The Toyota Mirai has two hydrogen tanks with a total weight of almost 88 kg. Hydrogen is stored in them under a pressure of 70 MPa. Source: Mariordo / Wikimedia Commons
Secondly, there is a problem with refueling: there are few of them - 25 thousand hydrogen vehicles refuel at 470 stations, most of which are located in Japan (113), Germany (81) and the USA (64). However, over time, the problem will be solved by the development of a network of gas stations.
Now about fuel costs. For example, in Germany, 1 kg of hydrogen at public gas stations costs 9.50 euros. A fuel cell vehicle uses approximately one kilogram of hydrogen per 100 kilometers. Thus, fuel costs are comparable to the average gasoline car, which consumes 7 liters per 100 km.
In total, the capital and operating costs for a hydrogen car are estimated by IEA experts at about $ 0.65 / km, while for electric vehicles it is about $ 0.58 / km, but in the future they will become equal. The Hydrogen Energy Council predicts that personal cars will become competitive by 2030 with the price of hydrogen dropping to $ 2.00 / kg. What about other uses for hydrogen?
Summary: when will the era of hydrogen begin (and will it begin at all)?
Experts from the Council for Hydrogen Energy have calculated at what price per kilogram hydrogen will become a competitive alternative to other energy sources with a low carbon footprint.
Hydrogen is already indispensable as a raw material in industry, and in the future its prospects are associated with transport and supply of heat and electricity for civil and industrial consumers. Source: Path to Hydrogen Competitiveness. A Cost Perspective // ​​20 January 2020, Hydrogen Council
When the price of a kilogram of hydrogen drops to $ 4.00-5.00, trucks and buses running on long routes will become competitive. Moreover, this can happen in 5 years. The situation with private cars and vans is different: even if the price of hydrogen decreases, their cost may remain high relative to electric cars. Then hydrogen cars will be bought only by motorists with quick refueling priorities and those who use cars very intensively, for example, taxi drivers. To turn small cars into Tesla rivals, the price of hydrogen needs to be reduced to $ 1.00-1.50 / kg.
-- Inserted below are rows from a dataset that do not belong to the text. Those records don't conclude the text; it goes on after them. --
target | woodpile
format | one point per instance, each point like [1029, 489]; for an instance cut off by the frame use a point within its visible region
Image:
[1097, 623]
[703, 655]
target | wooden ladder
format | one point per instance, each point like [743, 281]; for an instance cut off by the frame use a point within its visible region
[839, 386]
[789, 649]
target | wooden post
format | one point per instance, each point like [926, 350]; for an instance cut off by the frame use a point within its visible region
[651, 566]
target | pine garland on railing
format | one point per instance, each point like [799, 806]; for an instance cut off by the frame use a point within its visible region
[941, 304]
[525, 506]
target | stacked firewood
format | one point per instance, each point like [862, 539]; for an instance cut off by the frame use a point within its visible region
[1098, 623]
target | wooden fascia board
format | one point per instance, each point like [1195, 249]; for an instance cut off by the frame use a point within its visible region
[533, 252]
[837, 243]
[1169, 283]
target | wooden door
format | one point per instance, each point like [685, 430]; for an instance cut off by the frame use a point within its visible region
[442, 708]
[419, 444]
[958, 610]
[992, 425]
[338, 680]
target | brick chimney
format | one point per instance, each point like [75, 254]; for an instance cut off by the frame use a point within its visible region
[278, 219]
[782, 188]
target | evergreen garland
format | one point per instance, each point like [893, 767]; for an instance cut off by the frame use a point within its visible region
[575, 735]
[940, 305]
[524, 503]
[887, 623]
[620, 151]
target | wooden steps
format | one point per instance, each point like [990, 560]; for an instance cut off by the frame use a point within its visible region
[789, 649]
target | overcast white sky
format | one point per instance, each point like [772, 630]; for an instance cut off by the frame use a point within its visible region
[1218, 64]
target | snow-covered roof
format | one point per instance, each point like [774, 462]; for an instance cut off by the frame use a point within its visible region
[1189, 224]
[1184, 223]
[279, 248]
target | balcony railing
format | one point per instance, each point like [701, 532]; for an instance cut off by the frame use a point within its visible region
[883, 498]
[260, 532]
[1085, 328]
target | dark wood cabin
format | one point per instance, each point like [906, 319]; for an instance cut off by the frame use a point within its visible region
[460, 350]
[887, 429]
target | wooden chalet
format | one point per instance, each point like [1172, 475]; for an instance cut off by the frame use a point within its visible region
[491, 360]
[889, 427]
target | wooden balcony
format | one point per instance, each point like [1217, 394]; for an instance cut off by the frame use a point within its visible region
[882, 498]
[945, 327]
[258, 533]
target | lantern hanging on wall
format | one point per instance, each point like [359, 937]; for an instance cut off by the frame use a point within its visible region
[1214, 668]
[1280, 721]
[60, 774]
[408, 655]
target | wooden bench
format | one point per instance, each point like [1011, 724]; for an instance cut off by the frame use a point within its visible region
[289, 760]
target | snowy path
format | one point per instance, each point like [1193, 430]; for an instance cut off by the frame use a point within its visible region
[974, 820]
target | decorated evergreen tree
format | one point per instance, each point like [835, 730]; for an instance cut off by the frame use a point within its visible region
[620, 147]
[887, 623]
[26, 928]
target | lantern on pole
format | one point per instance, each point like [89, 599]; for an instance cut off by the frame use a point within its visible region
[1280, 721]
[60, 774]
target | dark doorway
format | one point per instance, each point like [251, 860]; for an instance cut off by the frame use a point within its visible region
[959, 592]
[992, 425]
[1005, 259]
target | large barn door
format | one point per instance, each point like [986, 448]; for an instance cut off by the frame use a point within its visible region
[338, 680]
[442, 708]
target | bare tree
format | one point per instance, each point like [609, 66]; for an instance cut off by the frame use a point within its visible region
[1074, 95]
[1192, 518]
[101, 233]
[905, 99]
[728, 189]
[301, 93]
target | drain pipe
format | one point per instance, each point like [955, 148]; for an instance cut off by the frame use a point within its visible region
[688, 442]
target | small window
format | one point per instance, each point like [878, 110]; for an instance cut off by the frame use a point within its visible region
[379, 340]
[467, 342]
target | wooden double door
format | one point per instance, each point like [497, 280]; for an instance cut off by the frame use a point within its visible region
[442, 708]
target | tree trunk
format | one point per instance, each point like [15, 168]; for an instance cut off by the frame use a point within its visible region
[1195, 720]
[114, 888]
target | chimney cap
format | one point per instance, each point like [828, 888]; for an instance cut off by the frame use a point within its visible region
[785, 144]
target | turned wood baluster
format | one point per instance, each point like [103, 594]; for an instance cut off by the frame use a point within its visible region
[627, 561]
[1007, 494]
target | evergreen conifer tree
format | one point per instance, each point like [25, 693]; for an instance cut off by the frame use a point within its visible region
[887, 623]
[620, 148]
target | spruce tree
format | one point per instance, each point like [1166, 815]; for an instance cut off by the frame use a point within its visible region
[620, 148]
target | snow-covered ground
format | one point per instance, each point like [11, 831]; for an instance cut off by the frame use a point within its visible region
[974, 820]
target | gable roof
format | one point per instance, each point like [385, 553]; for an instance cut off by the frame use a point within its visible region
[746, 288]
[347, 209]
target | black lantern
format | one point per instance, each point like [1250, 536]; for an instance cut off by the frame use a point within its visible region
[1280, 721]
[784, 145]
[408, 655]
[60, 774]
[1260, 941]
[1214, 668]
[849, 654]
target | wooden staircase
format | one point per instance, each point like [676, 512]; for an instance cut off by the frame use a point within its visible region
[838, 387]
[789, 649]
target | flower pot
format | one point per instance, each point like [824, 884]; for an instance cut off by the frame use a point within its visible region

But electric trains on fuel cells can already compete with the usual ones on routes up to 50 km with a high frequency of flights. For them to remain attractive, the share of fuel costs must fall from the current 40-50% to 20-30%, which can happen at a price of $ 4.5 / kg of hydrogen by 2030.
Very soon (by about 2023), forklifts, which are already actively used in China, can conquer the world at a price of 1 kg of hydrogen at $ 7.00-9.00.
Hydrogen can be piped into residential buildings. In this case, he will be able to replace natural gas for electricity and heating houses using carbon dioxide capture technology. When the price drops to $ 3.00-5.40 / kg, hydrogen becomes more profitable than other heating systems, say, on biomethane. But hydrogen can handle natural gas without CCS only if it costs less than $ 1.00 / kg. As a source of electricity, hydrogen fuel cells will become competitive at a price of $ 1.90 / kg.
so
As you can see, a fully hydrogen economy will still not exist by the middle of this century. According to the forecast of the International Hydrogen Council, at a price of $ 1.8 / kg, hydrogen will be able to cover up to 15% of the global energy demand by 2030, and by 2050 - 18%. Apparently, we, like Julesvern's sailor Pencroff, were born too early to see hydrogen become the "coal of the age." Most likely, this gas will play an important role in multifactor energy and will indeed replace fossil resources in some regions and applications, but it will have to compete with other sources and carriers of energy for a long time to come.